LAST CALL

Producers: Steven Bernstein, Carolyn Rodney, Charles Agron, Jack Settipane, Richard N. Gladstein, John Malkovich, Jacek Szzumlas and Nolan McDonald   Director: Steven Bernstein   Screenplay: Steven Bernstein   Cast:  Rhys Ifans, Rodrigo Santorio, Romola Garai, Tony Hale, Zosia Mamet, Philip Ettinger, John Malkovich, Guy Sprung and Mike Paterson   Distributor:  K Street Pictures

Grade:  C-

The cult of Dylan Thomas may not be as large as it once was, but it’s still substantial, and its adherents may be drawn to Steven Bernstein’s imaginative but bloodless film about the Welsh poet’s last days in 1953.  Whether they’ll be pleased by the portrait provided in “Last Call” is another question, which presents him as depressive and suicidal.  What’s less uncertain is that they’ll be bored by the pretentious, overly stylized picture.

Most will at least be impressed by the commitment that Rhys Ifans brings to his performance as Thomas—not so much in the “narrative” portions, when he’s downing the eighteen whiskies he’s supposed to have chugged during a final binge at New York’s White Horse pub, as in the periodic reenactments of the poet’s recitations at various stops in the reading tour he was on at the time.  During those scenes, shot through waves of cigarette smoke, Ifans conveys the spellbinding effect Thomas’ charismatic delivery had on listeners receptive to his ripe verse, sonorous voice and practiced theatrical gestures. 

Apart from those sequences, however, Thomas emerges in Ifans’ performance as a pretty insufferable fellow, a preening showman with a self-destructive streak, utterly intent on mythologizing himself as a doomed genius.  The trajectory of the script, which begins in the morning and counts down the hours as Thomas has those legendary (perhaps apocryphal) drinks, which he portentously names in remembrance of stages in his emotional life, beginning with “innocence” and continuing tediously until his collapse and death a few days later.

The stream of dialogue Bernstein provides Ifans with over the course of Thomas’ descent is, to say the least, rhetorically affected, and for the most part his near-captive audience, which includes regulars Felix (Guy Sprung) and Teddy (Mike Paterson) and Vassar coed Penny (Zosia Mamet), who lionizes him as a demigod, listen reverentially.  (On the other hand, Penny’s friend Alexi, played by Philip Ettinger, is far from impressed, telling him off with a few choice words.)

Others come and go.  The most notable is John Malcolm Brinnan (Tony Hale), who’s not only arranged Thomas’ tour but entrusted him with the only copy of his book, hoping futilely for his imprimatur.  On occasion he’s accompanied by Dr. Felton (John Malkovich), an effete, cynical sort who seems more interested in making wry remarks and keeping his elegant wardrobe clean than in providing helpful medical advice, though I n one flashback he suggests that the poet lay off the booze.  We see these two in separate scenes too, discussing Thomas with cruel detachment, even as Felton performs an autopsy on his corpse. 

The other permanent fixture is the bartender Carlos (Rodrigo Santorio), who through most of the film is a bland presence serving up drinks, although he also has a penchant for dancing in the background.  In the final act, however, he comes to the fore, the only person who berates Thomas for the vacuous quality of his poetry and the emptiness of his life.   

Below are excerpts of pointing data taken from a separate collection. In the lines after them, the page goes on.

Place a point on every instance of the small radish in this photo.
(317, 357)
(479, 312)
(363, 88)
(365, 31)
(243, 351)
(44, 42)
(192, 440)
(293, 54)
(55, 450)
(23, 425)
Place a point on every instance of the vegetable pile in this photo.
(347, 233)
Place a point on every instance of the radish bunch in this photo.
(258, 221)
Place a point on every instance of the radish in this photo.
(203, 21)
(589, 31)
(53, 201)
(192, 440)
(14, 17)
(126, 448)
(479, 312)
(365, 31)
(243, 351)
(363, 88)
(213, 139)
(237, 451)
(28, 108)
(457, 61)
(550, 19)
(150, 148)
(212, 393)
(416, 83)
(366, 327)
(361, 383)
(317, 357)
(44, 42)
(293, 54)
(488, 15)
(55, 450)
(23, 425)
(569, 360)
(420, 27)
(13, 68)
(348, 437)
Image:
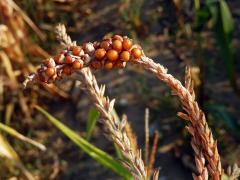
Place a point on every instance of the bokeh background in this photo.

All this “contemporary” material is shot in stark, artsy black-and-white by cinematographer Antal Steinbach on stagey sets provided by production designer Sylvain Gingras.  But some variety is provided by color interventions representing action back in Wales—a few shots of Dylan as a boy running through snow-covered forests, but mostly scenes of him with his wife Caitlin (Romola Garai) and children before his departure, and later of her writing to berate him for drinking up whatever money he’s making rather than sending it home to support them.  The two spheres intersect late in the film, when Thomas imagines Caitlin coming into the bar, the solitary figure in color against the otherwise black-and-white background.  The effect is predictably striking from a visual perspective but emotionally hollow.

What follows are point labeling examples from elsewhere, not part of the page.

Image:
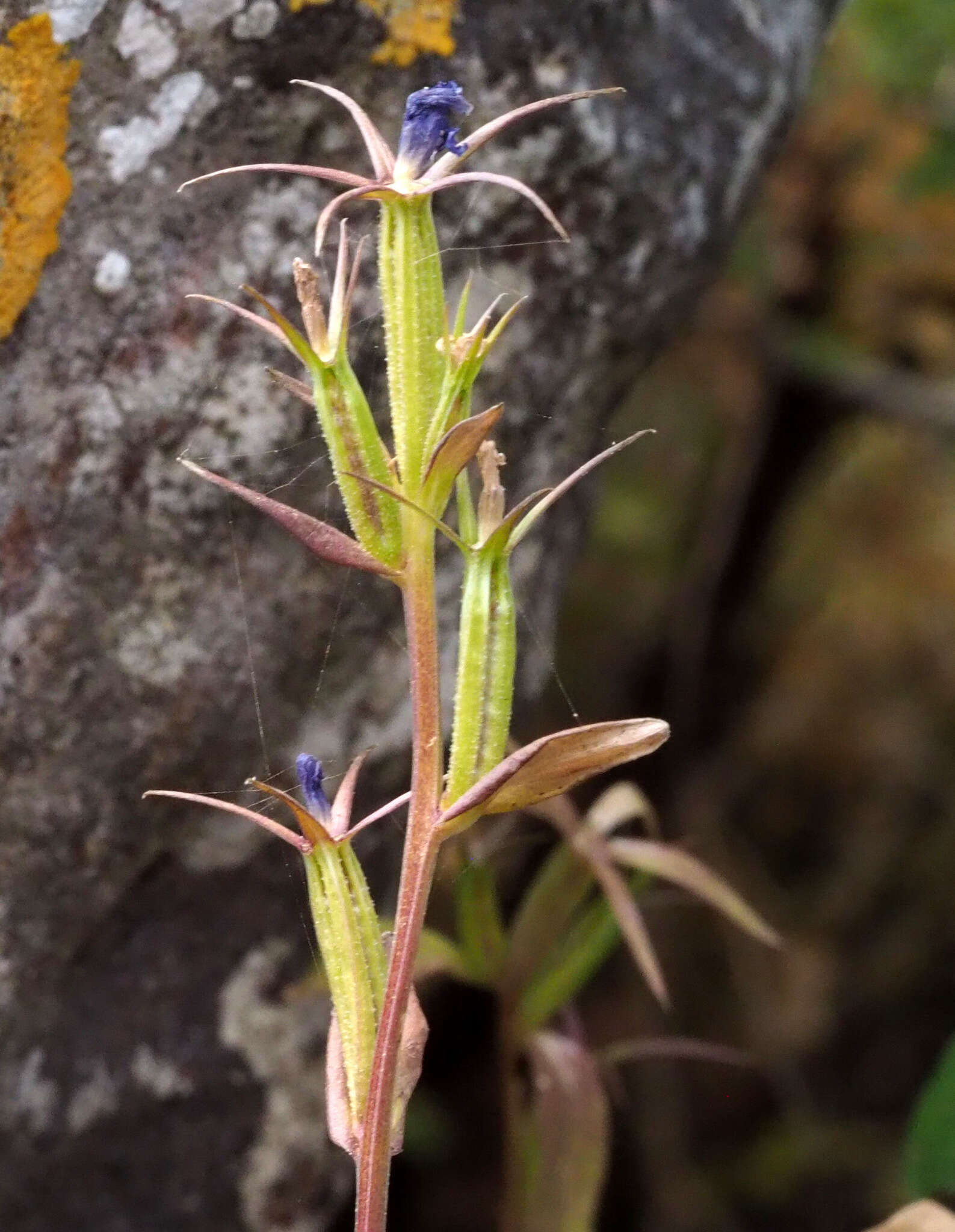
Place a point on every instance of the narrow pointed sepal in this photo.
(481, 136)
(453, 454)
(316, 173)
(557, 763)
(315, 830)
(341, 817)
(268, 327)
(321, 539)
(291, 385)
(224, 806)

All of this is shuffled together by editors Chris Gill, Zimo Huang and Adam Bernstein with a ponderousness that reflects the film’s self-important approach, and Steven Bramson’s moody score merely adds to the lugubriousness.

Ifans’ performance is certainly a tour de force, although a highly histrionic one, and it frankly overshadows everyone else in the cast but for Malkovich, whose uniquely fey presence always stands out.  (One would love to be able to compare Ifans’ portrayal with Alec Guinness’ turn as Thomas on stage in the early sixties, but of course there is no record of that.)  Even Ifans, however, is playing to the rafters in what is overall a brutally self-indulgent portrait of the artist as a man hastening the inevitable end of his downward spiral.